「医療ルネサンス」という医療、介護に関する読売新聞の長期連載記事があります。内外の最新の医療技術や知識、思潮を一般の人にも分かりやすく紹介している優れた特集です。高齢の両親を在宅介護している私は介護の方法や方針で悩んだり壁にぶつかったときいつも有益なヒントをこの連載から得ています。
その医療ルネサンスが最近連続して胃ろうにスポットライトを当てています。論調を一言でいうと「胃ろうは不用」という立場のようです。食事から十分な栄養がとれなくなったとき、胃に直接穴を開けてチューブ経由で栄養食品を流し込むのが胃ろうですが、記事によると延命効果があまりない、胃から栄養剤が逆流して気管に入り肺炎を起こしやすいなどと総じて否定的です。

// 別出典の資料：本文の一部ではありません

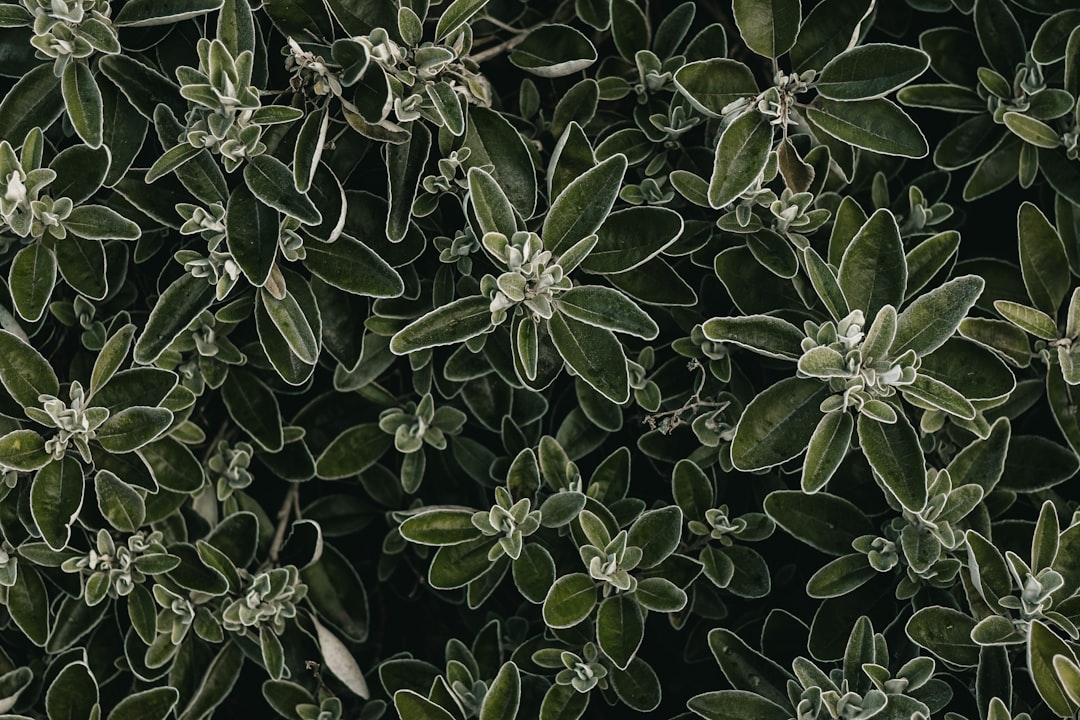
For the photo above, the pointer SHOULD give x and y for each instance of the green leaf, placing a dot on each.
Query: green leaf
(607, 309)
(252, 229)
(1042, 259)
(768, 27)
(932, 318)
(827, 447)
(414, 706)
(736, 705)
(946, 633)
(24, 450)
(763, 334)
(1043, 646)
(180, 303)
(631, 238)
(56, 499)
(581, 208)
(504, 695)
(874, 269)
(1027, 318)
(620, 627)
(740, 159)
(153, 704)
(778, 423)
(894, 453)
(72, 693)
(119, 502)
(449, 324)
(658, 533)
(271, 181)
(25, 372)
(35, 100)
(871, 70)
(404, 168)
(876, 124)
(594, 353)
(440, 526)
(494, 211)
(254, 407)
(553, 51)
(31, 279)
(713, 84)
(494, 141)
(83, 102)
(100, 222)
(143, 13)
(294, 325)
(570, 600)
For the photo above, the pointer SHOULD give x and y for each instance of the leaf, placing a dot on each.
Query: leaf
(768, 27)
(294, 325)
(83, 102)
(72, 693)
(553, 51)
(414, 706)
(25, 372)
(876, 124)
(570, 600)
(778, 423)
(874, 270)
(351, 266)
(252, 229)
(450, 324)
(56, 499)
(172, 313)
(35, 100)
(494, 211)
(581, 208)
(607, 309)
(339, 661)
(31, 279)
(620, 628)
(594, 353)
(119, 502)
(713, 84)
(827, 447)
(153, 704)
(404, 167)
(740, 159)
(1042, 259)
(933, 317)
(254, 407)
(894, 453)
(1043, 646)
(133, 428)
(455, 16)
(271, 181)
(494, 141)
(763, 334)
(736, 705)
(143, 13)
(504, 695)
(440, 526)
(871, 70)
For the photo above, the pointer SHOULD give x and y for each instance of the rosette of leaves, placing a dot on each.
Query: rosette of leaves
(864, 358)
(863, 685)
(44, 213)
(1020, 108)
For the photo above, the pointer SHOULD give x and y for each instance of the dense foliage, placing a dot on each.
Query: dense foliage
(504, 360)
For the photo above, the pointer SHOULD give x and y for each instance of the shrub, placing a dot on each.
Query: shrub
(454, 358)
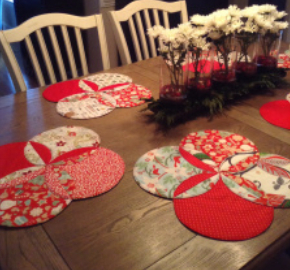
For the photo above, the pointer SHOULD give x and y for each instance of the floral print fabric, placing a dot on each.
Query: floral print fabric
(68, 165)
(86, 106)
(130, 96)
(104, 80)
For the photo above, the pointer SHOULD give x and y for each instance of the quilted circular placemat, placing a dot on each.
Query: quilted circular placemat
(160, 171)
(29, 203)
(277, 112)
(59, 141)
(130, 96)
(218, 152)
(100, 170)
(267, 183)
(86, 106)
(106, 79)
(221, 214)
(64, 89)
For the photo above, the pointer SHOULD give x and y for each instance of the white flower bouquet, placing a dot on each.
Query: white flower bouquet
(173, 51)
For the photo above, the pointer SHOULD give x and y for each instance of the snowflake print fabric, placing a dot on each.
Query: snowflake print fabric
(105, 80)
(59, 141)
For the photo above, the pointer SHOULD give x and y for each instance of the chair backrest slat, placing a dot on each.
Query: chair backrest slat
(11, 63)
(151, 39)
(69, 51)
(133, 10)
(165, 19)
(45, 56)
(81, 51)
(135, 39)
(49, 21)
(34, 61)
(142, 35)
(103, 42)
(57, 53)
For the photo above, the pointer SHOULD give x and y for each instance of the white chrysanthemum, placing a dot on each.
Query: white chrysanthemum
(234, 11)
(185, 29)
(250, 12)
(267, 8)
(199, 19)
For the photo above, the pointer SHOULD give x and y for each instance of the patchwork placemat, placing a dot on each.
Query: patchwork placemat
(221, 214)
(64, 89)
(86, 106)
(277, 112)
(160, 171)
(29, 203)
(99, 171)
(59, 141)
(219, 152)
(267, 183)
(105, 79)
(130, 96)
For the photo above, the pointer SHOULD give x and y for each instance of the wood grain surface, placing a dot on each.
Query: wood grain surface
(128, 228)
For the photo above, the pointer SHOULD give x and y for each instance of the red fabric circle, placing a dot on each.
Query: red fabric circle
(277, 113)
(221, 214)
(12, 158)
(64, 89)
(96, 173)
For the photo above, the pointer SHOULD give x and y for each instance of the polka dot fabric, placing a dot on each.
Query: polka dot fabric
(222, 215)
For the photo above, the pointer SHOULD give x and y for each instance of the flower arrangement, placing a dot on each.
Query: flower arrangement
(173, 52)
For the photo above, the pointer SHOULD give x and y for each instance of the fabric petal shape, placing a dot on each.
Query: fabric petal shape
(221, 214)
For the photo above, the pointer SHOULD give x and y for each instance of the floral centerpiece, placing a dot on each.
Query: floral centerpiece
(267, 19)
(222, 26)
(199, 55)
(247, 38)
(173, 79)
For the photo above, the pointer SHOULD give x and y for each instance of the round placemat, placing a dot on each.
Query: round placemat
(29, 203)
(106, 79)
(60, 141)
(160, 171)
(221, 214)
(130, 96)
(64, 89)
(86, 106)
(277, 113)
(99, 171)
(267, 183)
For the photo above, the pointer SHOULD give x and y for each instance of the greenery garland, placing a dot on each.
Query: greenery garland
(219, 97)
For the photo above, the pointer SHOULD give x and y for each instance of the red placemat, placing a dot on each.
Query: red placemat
(64, 89)
(99, 171)
(221, 214)
(29, 203)
(277, 113)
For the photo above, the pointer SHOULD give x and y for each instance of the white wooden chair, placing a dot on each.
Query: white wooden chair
(132, 11)
(49, 21)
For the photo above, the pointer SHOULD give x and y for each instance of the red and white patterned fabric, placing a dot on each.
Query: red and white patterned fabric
(105, 80)
(48, 145)
(130, 96)
(221, 214)
(61, 90)
(43, 179)
(86, 106)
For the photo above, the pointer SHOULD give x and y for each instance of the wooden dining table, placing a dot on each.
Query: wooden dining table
(128, 228)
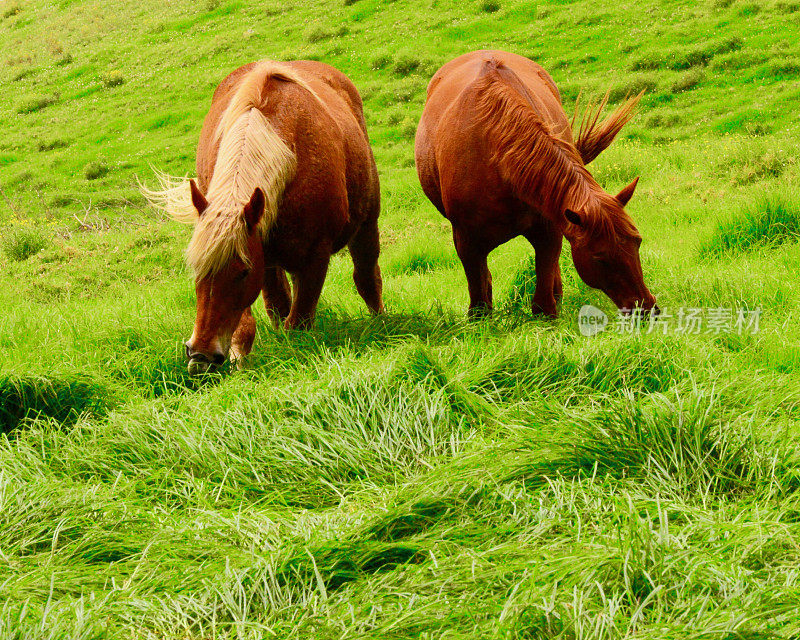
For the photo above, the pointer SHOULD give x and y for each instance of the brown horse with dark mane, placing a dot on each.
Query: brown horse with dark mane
(496, 155)
(285, 178)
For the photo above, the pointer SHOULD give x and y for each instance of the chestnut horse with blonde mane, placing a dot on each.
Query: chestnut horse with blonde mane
(495, 154)
(285, 178)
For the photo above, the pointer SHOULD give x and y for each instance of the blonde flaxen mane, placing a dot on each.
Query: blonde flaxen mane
(251, 155)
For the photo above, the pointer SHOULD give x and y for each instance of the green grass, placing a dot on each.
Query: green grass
(770, 221)
(415, 475)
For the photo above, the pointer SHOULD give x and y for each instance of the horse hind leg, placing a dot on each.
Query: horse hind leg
(277, 294)
(364, 250)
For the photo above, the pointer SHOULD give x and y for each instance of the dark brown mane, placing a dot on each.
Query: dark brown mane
(538, 165)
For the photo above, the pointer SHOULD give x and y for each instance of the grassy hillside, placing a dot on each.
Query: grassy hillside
(413, 476)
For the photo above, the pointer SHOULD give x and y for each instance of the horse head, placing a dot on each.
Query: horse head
(605, 249)
(226, 286)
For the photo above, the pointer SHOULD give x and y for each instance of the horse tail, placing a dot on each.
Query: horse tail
(594, 137)
(172, 196)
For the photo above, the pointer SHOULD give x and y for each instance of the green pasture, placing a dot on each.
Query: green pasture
(414, 475)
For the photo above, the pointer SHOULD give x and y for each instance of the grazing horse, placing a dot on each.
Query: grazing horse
(285, 178)
(496, 156)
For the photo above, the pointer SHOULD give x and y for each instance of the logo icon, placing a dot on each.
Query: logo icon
(591, 320)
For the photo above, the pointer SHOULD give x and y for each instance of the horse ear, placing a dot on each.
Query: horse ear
(624, 196)
(198, 199)
(254, 209)
(573, 217)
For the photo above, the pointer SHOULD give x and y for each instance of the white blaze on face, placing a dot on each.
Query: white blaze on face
(591, 320)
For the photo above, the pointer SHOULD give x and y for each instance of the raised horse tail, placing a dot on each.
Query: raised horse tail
(593, 137)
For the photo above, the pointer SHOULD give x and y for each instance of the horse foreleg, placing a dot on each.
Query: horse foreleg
(307, 289)
(364, 250)
(277, 295)
(479, 279)
(547, 244)
(243, 337)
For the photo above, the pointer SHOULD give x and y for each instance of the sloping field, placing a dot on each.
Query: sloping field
(416, 475)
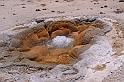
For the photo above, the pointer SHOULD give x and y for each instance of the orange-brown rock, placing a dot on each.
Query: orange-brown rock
(58, 56)
(37, 53)
(76, 51)
(35, 38)
(62, 32)
(61, 24)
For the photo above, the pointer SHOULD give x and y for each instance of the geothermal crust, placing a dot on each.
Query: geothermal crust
(88, 50)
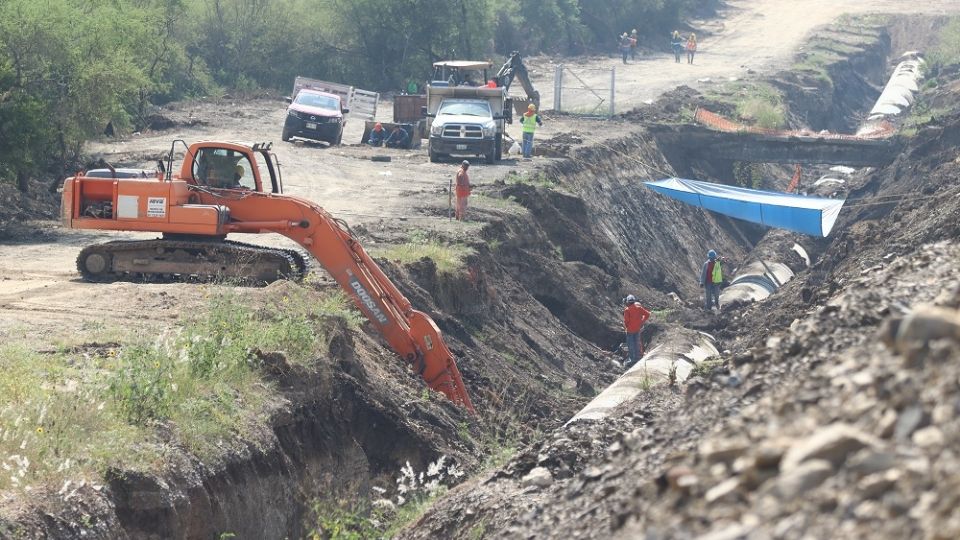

こうした記事の影響かどうか「胃ろうをつくらなくてよかった」という読者の声も多く寄せられています。しかし私は老いた親に胃ろうをつくるかどうか迷っている人に対して胃ろうのメリットについても十分考慮してほしいと思います。母に胃ろうをつくることを決断してよかったと信じている私の意見を述べてみます。
まず第1のメリットとして、胃ろうから栄養が十分とれるようになると体力がつきます。しばしば枯れ枝のようにやせ細っていた老人がずしりと重くなるという副作用を呈しますが、体重が増加するということは体力がつくことでもあり、風邪を引かなくなる、肺炎になりにくくなる、褥創にもかかりにくくなります。
第2に介護する家族にとって重度の認知症で寝たきりになった高齢者にご飯を食べさせる重労働が著しく軽減されます。基本的な栄養は胃に入っているわけですから、あとは情況に応じてプリンでもシャーベットでもヨーグルトでも好きなものを口から食べさせてあげればいいのです。
第3に「食事の楽しみがない人生なんて生きている意味がない」などと思うのは食欲が十分ある元気な人の固定観念に過ぎません。体が欲しているのは究極的には「栄養」であって「食べる楽しみ」ではありません。親を餓死させてはいけません。
私の母は胃ろうになってからすでに5年が経過しこの夏93歳になりました。95歳の父にとっても息子の私にとっても、認知症で寝たきりとはいえ元気に家で過ごしている母の存在が生きる原動力になっています。